En sa qualité de défenseur des droits de l’homme, qu’a-t-il fait pour dénoncer toutes ces dérives autoritaires ? Sous la Cinquième République toujours, où se trouvait-il lorsque son patron Hama Amadou a jeté pas mal de journalistes en prison au terme de procès expéditifs, notamment Mamane Abou, Lallo Keita, Abdoulaye Tiémogo, Idrissa Soumana Maiga, Salif Dago, Zakari Alzouma et bien d’autres ? Moussa Kaka avait passé deux ans en prison sans que cela eût ému notre cher défenseur des droits du Lumana, pardon, des droits de l’homme !

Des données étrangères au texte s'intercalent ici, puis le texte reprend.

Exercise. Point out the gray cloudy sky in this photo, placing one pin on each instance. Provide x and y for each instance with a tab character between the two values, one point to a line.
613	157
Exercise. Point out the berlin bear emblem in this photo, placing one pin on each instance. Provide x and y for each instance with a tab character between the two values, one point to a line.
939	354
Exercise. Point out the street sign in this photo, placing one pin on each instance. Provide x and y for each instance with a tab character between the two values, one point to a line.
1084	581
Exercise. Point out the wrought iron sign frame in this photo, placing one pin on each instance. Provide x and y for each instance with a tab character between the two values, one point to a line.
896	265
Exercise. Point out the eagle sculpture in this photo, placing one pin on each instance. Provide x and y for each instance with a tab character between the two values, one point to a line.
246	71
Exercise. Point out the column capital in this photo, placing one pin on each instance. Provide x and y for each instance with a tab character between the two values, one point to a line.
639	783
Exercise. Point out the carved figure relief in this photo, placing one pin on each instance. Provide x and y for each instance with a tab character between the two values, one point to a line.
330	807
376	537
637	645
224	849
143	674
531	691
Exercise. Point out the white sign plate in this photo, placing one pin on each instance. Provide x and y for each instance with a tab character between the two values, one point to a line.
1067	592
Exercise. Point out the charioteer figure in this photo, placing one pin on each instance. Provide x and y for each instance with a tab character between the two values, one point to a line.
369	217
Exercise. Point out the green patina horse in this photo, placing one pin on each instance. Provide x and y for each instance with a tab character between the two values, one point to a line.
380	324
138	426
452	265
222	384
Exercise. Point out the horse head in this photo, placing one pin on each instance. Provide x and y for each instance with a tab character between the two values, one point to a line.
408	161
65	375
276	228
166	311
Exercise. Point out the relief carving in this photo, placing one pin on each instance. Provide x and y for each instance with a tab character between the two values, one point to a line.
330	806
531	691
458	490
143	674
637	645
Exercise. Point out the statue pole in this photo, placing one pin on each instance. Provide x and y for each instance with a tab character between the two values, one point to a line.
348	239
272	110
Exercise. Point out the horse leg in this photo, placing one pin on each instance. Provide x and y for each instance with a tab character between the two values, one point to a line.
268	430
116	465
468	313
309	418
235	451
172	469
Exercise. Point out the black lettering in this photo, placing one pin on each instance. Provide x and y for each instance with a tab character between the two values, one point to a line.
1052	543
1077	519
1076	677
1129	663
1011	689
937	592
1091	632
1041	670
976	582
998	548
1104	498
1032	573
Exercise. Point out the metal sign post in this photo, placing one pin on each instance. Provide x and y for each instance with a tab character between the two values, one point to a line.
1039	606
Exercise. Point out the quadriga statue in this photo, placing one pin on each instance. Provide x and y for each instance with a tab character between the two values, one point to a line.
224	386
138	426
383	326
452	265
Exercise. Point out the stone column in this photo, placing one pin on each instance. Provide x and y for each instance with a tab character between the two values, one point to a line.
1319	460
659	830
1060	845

Ce que l’on reproche à Abarchi, ce ne sont point ses convictions et choix politiques, car il est libre d’en avoir comme tout citoyen, en revanche, c’est surtout l’instrumentalisation de l’ANDDH à des fins politiques qui pose problème. Qu’il chante à tue-tête les louanges de son maître, Hama Amadou, qu’il dise de lui qu’il est le meilleur des hommes politiques nigériens, c’est son droit le plus absolu, quoique cela soit discutable, mais dans tous les cas cela ne mériterait point la potence !
Par contre, qu’il s’abrite derrière une association comme l’ANDDH pour distiller son combat politique, c’est à ce niveau que sa démarche devient condamnable, car il n’ya point de sélectivité dans les droits de l’homme, ils sont les mêmes pour tous sous toutes les latitudes et les longitudes.